Our results extend previous findings on the relationship between salivary cortisol and anxiety for dental treatment and provide new evidence on the responsiveness of HPA and ANS to it. Inclusion of several variables with possible confounding effects in the analysis of results has helped detection of relevant associations between biological and emotional measures. Limitations of the study include the following: first, the lack of baseline measures for cortisol and sAA that did not allow the calculation of areas under the curve for these markers. Cortisol awakening response, which is informative for stress and mood state in adults, was not determined because this response is not always present in children at the age range of this study (Michels et al., 2012; Rosmalen et al., 2005). As an index of diurnal HPA axis variation, one morning sample, within the first 30 min from awakening, and an evening sample were collected. These samples are well in the range reported by previous studies in same-age children (Netherton et al., 2004; Tzortzi et al., 2009). Second, we have collected stimulated whole saliva, and we cannot confirm lack of chewing that could possibly modify sAA levels (DeCaro, 2008). Stressful stimuli also modify salivation and concomitantly saliva content. Stress-induced changes in the flow rate do not appear to affect salivary cortisol levels, whereas current literature on sAA levels is not conclusive, supporting either no effect (Rohleder et al., 2006; Sadi et al., 2013) or partial dependence on it (Bosch et al., 2003). Furthermore, it is not known whether saliva production due to oral manipulations can have a dilutional effect on its contents. Collection of unstimulated saliva along with measures of flow rate and inclusion of more sampling points during treatment would allow a more accurate determination of dental stress effect on sAA levels. Third, this was a cohort study and the potential for selection bias, information bias and confounding was present. The study sample included only children attending a university clinic, which may be different and less representative of the average population. Information bias is considered to be less likely, given that cortisol and sAA levels were measured in the laboratory. Residual confounding cannot be eliminated; however, efforts were made to decrease it by applying multivariable regression analyses.

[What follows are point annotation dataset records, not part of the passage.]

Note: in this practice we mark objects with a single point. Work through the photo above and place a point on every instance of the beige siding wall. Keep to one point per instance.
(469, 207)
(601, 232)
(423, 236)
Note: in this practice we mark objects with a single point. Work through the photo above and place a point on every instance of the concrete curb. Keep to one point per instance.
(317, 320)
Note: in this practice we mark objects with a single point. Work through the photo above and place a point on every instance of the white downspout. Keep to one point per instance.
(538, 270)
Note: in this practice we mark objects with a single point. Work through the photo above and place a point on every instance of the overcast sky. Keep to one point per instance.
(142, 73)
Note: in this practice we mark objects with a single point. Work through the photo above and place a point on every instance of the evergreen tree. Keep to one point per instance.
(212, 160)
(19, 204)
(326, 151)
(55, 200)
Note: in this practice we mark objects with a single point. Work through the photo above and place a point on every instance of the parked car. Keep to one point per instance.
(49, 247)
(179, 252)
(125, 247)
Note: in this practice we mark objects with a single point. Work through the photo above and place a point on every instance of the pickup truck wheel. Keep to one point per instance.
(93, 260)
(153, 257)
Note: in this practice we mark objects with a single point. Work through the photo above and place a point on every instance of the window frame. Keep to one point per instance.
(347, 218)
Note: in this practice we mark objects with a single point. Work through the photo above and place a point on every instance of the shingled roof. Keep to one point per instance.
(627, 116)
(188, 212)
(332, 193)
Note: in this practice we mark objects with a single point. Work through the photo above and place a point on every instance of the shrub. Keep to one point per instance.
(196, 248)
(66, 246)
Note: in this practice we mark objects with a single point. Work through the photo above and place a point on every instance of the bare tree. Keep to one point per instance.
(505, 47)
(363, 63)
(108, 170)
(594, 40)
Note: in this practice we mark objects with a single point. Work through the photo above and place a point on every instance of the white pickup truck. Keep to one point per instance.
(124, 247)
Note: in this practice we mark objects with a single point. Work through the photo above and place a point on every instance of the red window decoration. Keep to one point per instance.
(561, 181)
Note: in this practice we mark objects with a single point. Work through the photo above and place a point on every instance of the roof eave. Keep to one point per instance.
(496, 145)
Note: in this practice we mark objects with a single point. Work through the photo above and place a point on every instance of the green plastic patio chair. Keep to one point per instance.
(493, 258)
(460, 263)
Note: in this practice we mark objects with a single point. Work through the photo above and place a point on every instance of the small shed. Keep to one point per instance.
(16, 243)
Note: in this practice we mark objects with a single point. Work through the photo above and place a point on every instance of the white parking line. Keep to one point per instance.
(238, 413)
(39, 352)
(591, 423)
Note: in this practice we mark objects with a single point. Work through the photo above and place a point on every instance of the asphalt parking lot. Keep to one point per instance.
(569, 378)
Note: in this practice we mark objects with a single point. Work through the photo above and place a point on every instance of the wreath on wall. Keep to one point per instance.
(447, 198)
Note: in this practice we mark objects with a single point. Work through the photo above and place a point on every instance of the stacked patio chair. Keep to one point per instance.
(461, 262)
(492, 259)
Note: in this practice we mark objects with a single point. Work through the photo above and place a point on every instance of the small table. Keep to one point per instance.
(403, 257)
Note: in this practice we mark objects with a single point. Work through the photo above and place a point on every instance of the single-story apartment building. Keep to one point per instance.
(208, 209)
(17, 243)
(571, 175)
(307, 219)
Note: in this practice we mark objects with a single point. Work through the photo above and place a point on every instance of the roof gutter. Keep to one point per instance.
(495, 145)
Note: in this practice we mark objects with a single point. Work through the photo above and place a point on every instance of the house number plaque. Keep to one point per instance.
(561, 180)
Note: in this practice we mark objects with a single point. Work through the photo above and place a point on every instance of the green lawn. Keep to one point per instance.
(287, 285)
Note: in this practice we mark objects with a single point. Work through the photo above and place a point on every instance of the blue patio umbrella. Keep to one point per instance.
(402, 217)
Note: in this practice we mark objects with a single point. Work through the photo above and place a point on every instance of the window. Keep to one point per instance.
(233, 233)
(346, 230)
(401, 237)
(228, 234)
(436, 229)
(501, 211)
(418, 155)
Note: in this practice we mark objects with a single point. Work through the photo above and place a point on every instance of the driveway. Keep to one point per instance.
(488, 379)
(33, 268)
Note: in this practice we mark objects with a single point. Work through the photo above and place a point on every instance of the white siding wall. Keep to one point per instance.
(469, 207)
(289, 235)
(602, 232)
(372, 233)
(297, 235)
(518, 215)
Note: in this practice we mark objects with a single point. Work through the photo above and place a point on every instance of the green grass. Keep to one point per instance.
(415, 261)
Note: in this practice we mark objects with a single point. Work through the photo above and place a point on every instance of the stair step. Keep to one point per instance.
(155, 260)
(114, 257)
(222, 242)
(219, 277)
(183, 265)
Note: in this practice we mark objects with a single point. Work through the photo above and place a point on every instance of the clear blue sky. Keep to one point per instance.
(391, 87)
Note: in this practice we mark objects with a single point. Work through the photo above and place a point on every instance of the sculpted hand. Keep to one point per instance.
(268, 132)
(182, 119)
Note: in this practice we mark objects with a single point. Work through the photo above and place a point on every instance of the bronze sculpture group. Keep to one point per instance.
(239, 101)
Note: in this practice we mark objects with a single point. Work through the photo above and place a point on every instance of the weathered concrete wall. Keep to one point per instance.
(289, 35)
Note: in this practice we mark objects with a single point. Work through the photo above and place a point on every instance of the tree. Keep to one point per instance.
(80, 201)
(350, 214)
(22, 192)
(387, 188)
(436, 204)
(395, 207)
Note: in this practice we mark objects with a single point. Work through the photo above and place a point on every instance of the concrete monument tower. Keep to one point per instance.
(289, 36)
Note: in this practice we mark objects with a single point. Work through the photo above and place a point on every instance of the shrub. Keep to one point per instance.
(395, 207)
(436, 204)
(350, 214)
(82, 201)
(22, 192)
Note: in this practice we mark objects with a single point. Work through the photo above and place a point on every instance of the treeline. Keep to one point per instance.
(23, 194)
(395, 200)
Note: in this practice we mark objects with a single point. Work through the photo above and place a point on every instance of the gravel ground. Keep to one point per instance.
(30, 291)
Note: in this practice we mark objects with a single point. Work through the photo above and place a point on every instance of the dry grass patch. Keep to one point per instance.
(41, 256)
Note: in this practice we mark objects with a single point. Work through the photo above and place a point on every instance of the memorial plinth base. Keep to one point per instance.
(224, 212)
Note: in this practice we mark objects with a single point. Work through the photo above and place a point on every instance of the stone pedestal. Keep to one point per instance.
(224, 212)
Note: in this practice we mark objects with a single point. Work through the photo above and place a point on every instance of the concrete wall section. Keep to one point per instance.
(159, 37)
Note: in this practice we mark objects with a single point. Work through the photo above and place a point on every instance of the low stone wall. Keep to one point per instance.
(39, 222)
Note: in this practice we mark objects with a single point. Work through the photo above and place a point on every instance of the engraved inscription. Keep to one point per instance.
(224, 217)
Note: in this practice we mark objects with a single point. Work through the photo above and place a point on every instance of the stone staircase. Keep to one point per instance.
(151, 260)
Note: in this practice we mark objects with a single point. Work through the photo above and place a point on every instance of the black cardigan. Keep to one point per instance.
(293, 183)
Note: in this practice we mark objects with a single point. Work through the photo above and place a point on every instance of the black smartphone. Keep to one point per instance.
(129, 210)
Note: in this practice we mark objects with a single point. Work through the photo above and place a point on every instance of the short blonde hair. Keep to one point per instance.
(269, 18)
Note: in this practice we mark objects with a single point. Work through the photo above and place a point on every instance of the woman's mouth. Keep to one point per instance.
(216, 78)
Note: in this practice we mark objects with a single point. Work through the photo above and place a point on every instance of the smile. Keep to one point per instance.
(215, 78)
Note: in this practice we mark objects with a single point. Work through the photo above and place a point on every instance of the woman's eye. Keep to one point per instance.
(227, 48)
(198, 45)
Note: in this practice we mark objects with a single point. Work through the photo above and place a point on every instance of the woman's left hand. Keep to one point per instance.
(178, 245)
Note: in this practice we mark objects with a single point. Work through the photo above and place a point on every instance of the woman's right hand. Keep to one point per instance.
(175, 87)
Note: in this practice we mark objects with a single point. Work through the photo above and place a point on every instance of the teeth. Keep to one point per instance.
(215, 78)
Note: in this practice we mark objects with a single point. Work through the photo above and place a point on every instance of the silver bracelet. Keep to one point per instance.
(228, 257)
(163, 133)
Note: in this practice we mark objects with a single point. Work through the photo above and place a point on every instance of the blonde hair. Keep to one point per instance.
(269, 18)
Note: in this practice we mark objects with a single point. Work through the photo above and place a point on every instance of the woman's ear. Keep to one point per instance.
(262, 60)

Reliable bio-hormonal markers of children’s dental anxiety provide an objective approach to characterize children’s reactions. A better understanding of these responses and their relevant associations with subjective emotional inquiries could aid therapists to appropriately manage dental stress. These results could potentially help toward this direction.

Declaration of interest

All authors declare that have no conflicts of interest.